[plt-dev] new language dialog, iii
On Jan 30, Robby Findler wrote:
> On Sat, Jan 30, 2010 at 6:15 PM, Eli Barzilay <eli at barzilay.org> wrote:
> > On Jan 30, Robby Findler wrote:
> >> And there are lots of other thigns that are observable if I do
> >> that: thread creation, possibly or who knows what. And who knows
> >> what strange state the user's program is in? Maybe the code
> >> doesn't work when some strange parameter setting is done or
> >> something like that.
> >
> > I still don't see your point. There are already differences
> > between drscheme and mzscheme in that drscheme runs more syntax
> > expansions, and running the lang parser one more time sounds to me
> > much less noticeable than that.
>
> No, that's only because you've got the errortrace checkbox checked.
> You can uncheck it. That checkbox is just the same as setting up
> errortrace yourself in a mred program and running it there, also.
>
> But that aside, this is worse because it runs at unpredictable times
> (relative to the user program); DrScheme will need to get language
> info whenever you edit the lang line, for example.
The bottom line is that the reader belongs in the user's context.

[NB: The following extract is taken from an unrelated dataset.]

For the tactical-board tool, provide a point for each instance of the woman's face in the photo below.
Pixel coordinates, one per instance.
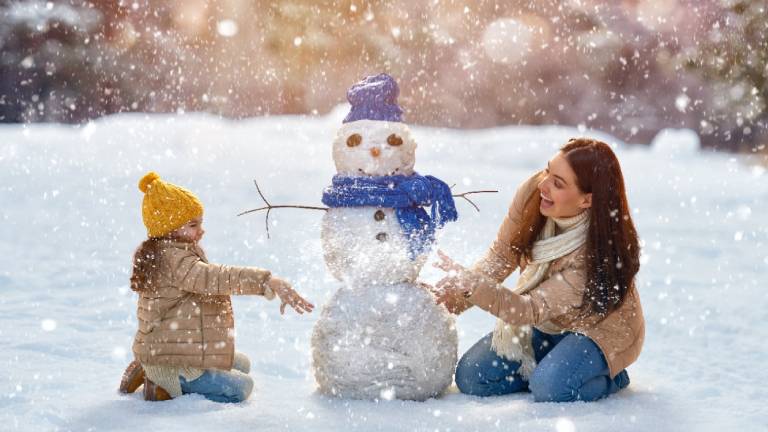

Pushing it to some new sandbox is not going to make things right: it
will be difficult to do, it will make language readers very restricted
(for example, they won't be able to consult random files), and the
reader would *still* need to be completely side-effect-free. For
example of the last point, if the reader consults some external
resource to decide on some unique id, then it will make two decisions
for the two cases.
If you really want to avoid running it twice, and if you want it to
run in the user context (which IMO is a requirement), then the only
other way I can think of is setting up some event listener --
something like a parameter that holds a function that will be invoked
as soon as the language is parsed. DrScheme could then hook on to
that and display the text with the exact information.